Halaman

Sabtu, 22 September 2018

Indonesia butuh tangan dingin rakyat


Indonesia butuh tangan dingin rakyat

Entah skenario pihak mana, jika ternyata sedemikian diharapkan efek domino dari pemilu serentak 2019. Enerji dan emosi rakyat diadu,  diaduk-aduk dengan  teka-teki siapa sosok layak  bakal calon wakil presiden. Soal hak istimewa koruptor, status mantan warga binaan, tidak ada larangan maju di pemillu legislatif 2019.

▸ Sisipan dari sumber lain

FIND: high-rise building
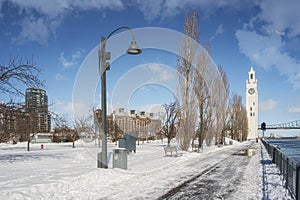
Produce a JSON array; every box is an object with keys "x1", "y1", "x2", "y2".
[
  {"x1": 25, "y1": 88, "x2": 51, "y2": 133},
  {"x1": 246, "y1": 67, "x2": 258, "y2": 140}
]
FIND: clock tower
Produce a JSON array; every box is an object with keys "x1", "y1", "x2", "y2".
[{"x1": 246, "y1": 67, "x2": 258, "y2": 140}]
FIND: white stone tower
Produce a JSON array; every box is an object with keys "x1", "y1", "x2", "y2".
[{"x1": 246, "y1": 67, "x2": 258, "y2": 140}]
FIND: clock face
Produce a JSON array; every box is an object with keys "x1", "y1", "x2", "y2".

Arti sederhanya, kemanfaatan partai politik yang sebagai pencetak presiden, hanya menambah beban berlapis, memperjelas tekanan ganda, maupun memperbanyak tanggung terutang rakyat.

Peta politik nasional berubah hanya lima tahun sekali. Peta politik daerah mengalami segmentasi akibat pilkada serentak. Kedaulatan daerah provinsi akan semakin nyata. Dejure, gubernur sebagai perpanjangan tangan pemerintah. Bukan sekedar tukang halo-halo. Urusan dan usulan pembangunan dari bawah melalui mekanisme wewenang provinsi.

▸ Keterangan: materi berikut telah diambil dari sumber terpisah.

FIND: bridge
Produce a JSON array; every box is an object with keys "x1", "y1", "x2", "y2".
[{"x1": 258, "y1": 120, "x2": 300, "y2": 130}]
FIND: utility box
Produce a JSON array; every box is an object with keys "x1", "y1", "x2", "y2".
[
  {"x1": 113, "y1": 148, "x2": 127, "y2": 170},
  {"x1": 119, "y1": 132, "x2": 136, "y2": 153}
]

De facto atau kondisi nyata, gubernur, bupati/walikota yang satu partai dengan presiden menghadirkan NKRI dalam blok-blok. Kondisi ini menuju proses pematangan paket politik ‘nasakom’ warisan Orde Lama. Aroma irama politik 2014-2019 menjadi masa transisi, batu loncatan. Sudah kebaca.

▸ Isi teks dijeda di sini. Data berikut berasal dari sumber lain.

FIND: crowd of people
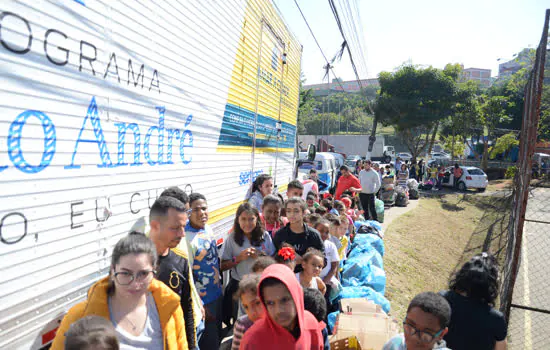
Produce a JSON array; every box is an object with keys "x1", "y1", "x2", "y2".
[
  {"x1": 52, "y1": 173, "x2": 506, "y2": 350},
  {"x1": 356, "y1": 157, "x2": 470, "y2": 191}
]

Rakyat terbiasa berjuang untuk melawan tirani lokal (koalisi penguasa dengan pengusaha). Rakyat kebal dengan bencana politik buatan manusia.

Melihat acara, adegan, atraksi manusia politik dengan aneka modus, menjadikan rakyat semakin maklum. Memperkokoh barisan. Memperkuat wujud persatuan dan kesatuan. Semakin yakin dengan substansi dan redaksi doa.

Praktik demokrasi berjalan terbalik. Pihak yang dipilih – sebut saja wakil rakyat, wakil daerah, kepala daerah, kepala negara –  merasa sebagai pihak yang dibutuhkan. Mampu menggaet jumlah pemilih untuk meraih kursi sesuai aturan main, semakin merasa bak raja diraja.